8. Consider the source of your packaging materials–
It is important to know where your packaging materials come from and whether they are being responsibly sourced. Paper packaging is a prime example. Ensuring it was created from timber that had been sourced from sustainable forests and not from the likes of an Indonesian Rain forest is something that you should be aware of. It is not enough to take a supplier’s word for it that their product is sustainable. You should research to confirm the source.
9. Consider space-saving distribution –
Logically the smaller the packaging the less space it takes up. The size of the packaged product affects not only the retailer who allots floor or shelf space for it but also the transportation costs involved in getting it into the retailer’s hands. Costs of materials, transportation, handling and storage are all reduced when the overall size of the packaged product is reduced. While reducing packaging size is important it should not be at the expense of protecting the product inside.

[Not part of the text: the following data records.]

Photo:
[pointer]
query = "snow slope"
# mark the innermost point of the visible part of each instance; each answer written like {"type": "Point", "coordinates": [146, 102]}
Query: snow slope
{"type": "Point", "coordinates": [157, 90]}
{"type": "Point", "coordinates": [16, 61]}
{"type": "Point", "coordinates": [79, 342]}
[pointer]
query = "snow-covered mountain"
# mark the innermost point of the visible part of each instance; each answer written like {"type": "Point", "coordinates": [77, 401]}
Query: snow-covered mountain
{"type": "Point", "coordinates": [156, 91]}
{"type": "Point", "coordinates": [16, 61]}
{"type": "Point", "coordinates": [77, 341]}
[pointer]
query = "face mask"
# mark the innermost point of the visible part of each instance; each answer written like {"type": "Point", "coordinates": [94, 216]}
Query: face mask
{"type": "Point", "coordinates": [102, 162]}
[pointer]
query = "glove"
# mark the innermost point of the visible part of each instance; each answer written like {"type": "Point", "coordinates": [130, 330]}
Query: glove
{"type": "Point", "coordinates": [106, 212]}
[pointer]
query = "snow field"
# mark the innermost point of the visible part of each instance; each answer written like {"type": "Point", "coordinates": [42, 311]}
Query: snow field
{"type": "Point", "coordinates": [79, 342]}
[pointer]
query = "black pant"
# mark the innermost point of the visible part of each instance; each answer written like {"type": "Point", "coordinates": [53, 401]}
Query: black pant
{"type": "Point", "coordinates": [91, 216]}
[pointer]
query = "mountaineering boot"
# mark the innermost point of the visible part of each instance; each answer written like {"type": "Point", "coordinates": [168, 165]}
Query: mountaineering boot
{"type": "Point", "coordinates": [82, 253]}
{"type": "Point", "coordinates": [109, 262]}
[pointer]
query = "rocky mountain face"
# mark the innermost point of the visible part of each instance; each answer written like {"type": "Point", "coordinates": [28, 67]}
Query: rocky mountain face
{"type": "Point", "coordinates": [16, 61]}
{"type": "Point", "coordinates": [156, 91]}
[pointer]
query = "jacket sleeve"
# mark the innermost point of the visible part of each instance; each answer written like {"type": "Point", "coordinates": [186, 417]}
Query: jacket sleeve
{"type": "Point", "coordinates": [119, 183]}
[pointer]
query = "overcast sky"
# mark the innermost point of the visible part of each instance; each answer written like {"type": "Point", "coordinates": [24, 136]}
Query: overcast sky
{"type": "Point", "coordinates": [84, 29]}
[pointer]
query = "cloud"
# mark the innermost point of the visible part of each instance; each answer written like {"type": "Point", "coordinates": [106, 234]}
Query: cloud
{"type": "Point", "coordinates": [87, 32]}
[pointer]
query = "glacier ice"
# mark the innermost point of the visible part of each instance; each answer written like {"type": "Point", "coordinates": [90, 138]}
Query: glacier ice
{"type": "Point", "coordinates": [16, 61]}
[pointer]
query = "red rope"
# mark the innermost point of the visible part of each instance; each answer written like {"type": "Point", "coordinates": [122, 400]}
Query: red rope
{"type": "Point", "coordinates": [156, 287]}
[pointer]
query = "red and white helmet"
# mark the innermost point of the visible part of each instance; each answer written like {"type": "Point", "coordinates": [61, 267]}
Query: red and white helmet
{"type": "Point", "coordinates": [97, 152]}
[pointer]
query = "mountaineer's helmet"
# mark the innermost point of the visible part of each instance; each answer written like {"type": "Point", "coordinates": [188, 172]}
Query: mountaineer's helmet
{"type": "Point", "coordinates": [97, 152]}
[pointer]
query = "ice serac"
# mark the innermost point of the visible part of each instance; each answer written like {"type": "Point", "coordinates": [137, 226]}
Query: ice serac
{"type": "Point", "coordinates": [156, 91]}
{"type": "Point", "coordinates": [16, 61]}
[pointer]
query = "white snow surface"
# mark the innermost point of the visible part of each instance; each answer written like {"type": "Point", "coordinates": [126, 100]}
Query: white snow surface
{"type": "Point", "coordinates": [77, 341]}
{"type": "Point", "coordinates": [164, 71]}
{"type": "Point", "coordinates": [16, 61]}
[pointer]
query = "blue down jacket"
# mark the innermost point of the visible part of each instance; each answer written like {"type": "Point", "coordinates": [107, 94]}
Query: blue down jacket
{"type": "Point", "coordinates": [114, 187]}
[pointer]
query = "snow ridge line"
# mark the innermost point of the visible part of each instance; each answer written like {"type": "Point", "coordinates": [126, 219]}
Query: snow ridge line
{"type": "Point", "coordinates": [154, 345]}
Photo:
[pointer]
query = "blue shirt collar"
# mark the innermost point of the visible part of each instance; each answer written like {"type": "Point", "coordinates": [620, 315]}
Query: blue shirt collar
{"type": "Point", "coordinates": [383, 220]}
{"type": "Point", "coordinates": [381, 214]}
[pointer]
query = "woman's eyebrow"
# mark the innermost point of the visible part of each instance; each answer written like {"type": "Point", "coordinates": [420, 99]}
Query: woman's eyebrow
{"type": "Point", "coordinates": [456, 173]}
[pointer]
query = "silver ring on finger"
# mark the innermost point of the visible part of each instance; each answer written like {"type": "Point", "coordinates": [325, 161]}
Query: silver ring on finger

10. Consider renewable materials –
With many materials being made from the likes of corn and sugarcane, both renewable feedstock, and provided you adopt a life-cycle approach, designing a package that incorporates one of these materials may be a viable option. These materials are not viable for every application and there are still many questions about their sustainability, but may be worth consideration nevertheless.
Footnote: There are packaging materials on the market that promise to make packaging just “disappear”, usually through the use of chemicals designed to break down the materials. There are grave concerns among scientists about the impact such chemicals will have on the environment and therefore should be avoided until environmental impact has been ascertained.